Tutku! 9.Bölüm
'Kral John Heravil...' diye bağırıyordu kapıda ki muhafız. Herkes başını öne eğerken Maya ise merakla kapıya doğru dikmişti gözlerini. Bundan sonra geçmişiyle arasında sadece bu kapı kalıyordu aralanmak için.
Yavaşça açılan kapıdan içeri giren kral adımlarının ritmine aldırmadan yürümeye devam ederken, Maya'nın krala çevirili bakışlarını fark eden nedimelerden biri kızın kolunu dürtüp, başını aşağıya eğmesi yönünde ikaz etti. Şimdi Maya'nın da bakışları yere çevrilmişti. Önünden geçip giden kralın yüzünü görememişti. Kral ise çocukluğunun, biricik dostu Maya'dan habersiz; önünde saygıyla eğilen can dostu Hector'un selamını alıp sımsıkı sarıldı. 'Şifacı nerede?' diye sorduğu anda ise Hennu belirdi cibinlikle kaplı olan yatağın kenarından dışarı çıkıp. Hennu'nun yanına gelen kral 'Herkes dışarı çıksın.' Deyince odanın içinde bulunan nedimeler hızlı adımlarla dışarıya çıkmaya başladılar. Bir tek Maya afallayıp kalmıştı. Acaba dışarı mı çıkmalıydı, yoksa içeride mi kalmalıydı.

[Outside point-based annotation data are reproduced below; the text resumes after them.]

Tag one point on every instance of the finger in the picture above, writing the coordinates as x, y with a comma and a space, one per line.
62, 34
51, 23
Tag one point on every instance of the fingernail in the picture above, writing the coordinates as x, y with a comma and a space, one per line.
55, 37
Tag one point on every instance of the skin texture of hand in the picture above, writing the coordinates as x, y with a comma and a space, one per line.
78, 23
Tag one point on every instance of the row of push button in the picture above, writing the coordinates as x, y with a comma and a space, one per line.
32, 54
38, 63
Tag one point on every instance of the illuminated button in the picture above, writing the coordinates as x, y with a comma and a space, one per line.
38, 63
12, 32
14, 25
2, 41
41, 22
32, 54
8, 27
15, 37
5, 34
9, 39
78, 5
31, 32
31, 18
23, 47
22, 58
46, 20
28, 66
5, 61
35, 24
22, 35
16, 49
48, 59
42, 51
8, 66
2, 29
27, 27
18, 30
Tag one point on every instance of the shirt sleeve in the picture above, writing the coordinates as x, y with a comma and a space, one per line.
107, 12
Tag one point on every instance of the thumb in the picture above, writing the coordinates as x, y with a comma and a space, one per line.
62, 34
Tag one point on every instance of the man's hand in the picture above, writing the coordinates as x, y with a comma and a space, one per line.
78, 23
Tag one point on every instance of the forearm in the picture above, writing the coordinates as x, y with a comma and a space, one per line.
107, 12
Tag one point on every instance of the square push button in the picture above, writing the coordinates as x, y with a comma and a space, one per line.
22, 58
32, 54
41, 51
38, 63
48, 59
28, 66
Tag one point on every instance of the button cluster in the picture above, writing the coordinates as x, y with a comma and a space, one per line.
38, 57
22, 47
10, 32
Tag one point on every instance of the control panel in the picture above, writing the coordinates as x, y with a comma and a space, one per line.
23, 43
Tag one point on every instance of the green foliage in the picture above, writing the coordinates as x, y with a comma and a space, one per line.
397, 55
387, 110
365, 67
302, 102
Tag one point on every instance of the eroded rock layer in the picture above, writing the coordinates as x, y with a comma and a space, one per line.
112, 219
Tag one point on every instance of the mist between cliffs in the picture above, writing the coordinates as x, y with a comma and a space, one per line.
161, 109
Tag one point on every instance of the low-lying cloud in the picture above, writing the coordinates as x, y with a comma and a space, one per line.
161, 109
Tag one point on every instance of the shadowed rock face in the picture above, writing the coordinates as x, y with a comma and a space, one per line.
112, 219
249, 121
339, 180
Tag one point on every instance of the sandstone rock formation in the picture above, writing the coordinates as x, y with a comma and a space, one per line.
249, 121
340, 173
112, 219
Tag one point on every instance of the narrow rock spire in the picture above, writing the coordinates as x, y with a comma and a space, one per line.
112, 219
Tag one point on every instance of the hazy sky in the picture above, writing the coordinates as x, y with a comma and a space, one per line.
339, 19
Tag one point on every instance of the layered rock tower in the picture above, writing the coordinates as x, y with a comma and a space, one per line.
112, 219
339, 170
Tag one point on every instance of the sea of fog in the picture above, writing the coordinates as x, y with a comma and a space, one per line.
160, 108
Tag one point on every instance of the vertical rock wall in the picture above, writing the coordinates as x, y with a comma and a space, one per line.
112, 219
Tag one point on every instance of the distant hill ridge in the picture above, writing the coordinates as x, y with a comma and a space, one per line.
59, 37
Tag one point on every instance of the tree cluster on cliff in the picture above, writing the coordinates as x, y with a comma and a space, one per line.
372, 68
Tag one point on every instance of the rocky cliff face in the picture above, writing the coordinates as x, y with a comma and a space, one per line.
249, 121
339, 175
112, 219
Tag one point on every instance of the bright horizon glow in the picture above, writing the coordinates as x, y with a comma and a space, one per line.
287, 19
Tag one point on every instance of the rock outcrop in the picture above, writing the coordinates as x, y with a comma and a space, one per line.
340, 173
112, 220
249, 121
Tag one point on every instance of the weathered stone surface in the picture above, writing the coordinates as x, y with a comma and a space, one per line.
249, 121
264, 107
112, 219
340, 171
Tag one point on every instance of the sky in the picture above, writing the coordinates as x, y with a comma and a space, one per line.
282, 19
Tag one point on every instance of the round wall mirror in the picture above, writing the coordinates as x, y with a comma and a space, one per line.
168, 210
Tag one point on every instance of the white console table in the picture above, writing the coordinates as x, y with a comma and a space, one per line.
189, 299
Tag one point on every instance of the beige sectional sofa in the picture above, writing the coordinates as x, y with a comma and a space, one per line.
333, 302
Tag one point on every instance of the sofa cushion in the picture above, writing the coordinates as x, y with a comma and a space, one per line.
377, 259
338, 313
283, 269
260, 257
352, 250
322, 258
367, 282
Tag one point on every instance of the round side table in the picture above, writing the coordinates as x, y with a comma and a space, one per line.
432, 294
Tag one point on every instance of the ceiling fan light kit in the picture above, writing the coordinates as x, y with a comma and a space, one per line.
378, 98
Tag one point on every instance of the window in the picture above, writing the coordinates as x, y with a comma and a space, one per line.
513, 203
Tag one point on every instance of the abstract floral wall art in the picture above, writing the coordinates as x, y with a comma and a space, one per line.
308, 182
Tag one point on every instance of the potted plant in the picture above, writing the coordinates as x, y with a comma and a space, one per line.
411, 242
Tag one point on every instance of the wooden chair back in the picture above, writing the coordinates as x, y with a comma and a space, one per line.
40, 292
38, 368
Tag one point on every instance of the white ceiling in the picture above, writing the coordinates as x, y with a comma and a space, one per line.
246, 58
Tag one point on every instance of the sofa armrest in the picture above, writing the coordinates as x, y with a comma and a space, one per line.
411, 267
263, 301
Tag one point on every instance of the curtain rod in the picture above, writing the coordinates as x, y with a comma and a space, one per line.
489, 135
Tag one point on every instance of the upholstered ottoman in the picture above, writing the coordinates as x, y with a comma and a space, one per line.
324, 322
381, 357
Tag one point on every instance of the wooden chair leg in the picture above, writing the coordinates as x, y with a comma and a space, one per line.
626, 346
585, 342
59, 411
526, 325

Kral John ise odanın içinde kalan Maya'yı kastederek Hector'a döndü. 'Herkes!' dedi tekrarladı. Hector durumu anlamıştı. John, Maya'yı hizmetçilerden biri zannetmişti. 'Efendim, o kız şifacının yardımcısı.' Diyerek durumu anlattı. Bunun üzerine John konuşmaya başladı. 'Uzun zamandır sizin saraya gelmenizi bekliyorum. Onu bir kez iyileştirmiştiniz. Yeniden iyileştirin.' Hennu karşısında ki gencin isteğini anlıyordu ama Kraliçe Isabel için yapabilecekleri sınırlıydı. Yatağın baş kısmından destek alıp konuşmaya başladı. 'Ben elimden geleni yaparım ama size ümit veremem.' Dedi. John ise onca umutsuz sözlerin ardından, içinde yeni bir umut ışığı açan Hennu'dan bu sözleri duymaya hazır olmadığı için bakışlarını Hector'a çevirip 'Onlarla ilgilen, ne isterlerse ellerinin altında bulunsun. Ve siz...' deyip tekrardan Hennu'ya döndü. 'Eğer anneme bir şey olursa siz de bu saraydan sağ çıkamazsınız.' Deyip geldiği gibi hızlı adımlarla annesinin yanına gelerek ter içinde ki kadının alev alev yanan alnına masum bir öpücük kondurdu.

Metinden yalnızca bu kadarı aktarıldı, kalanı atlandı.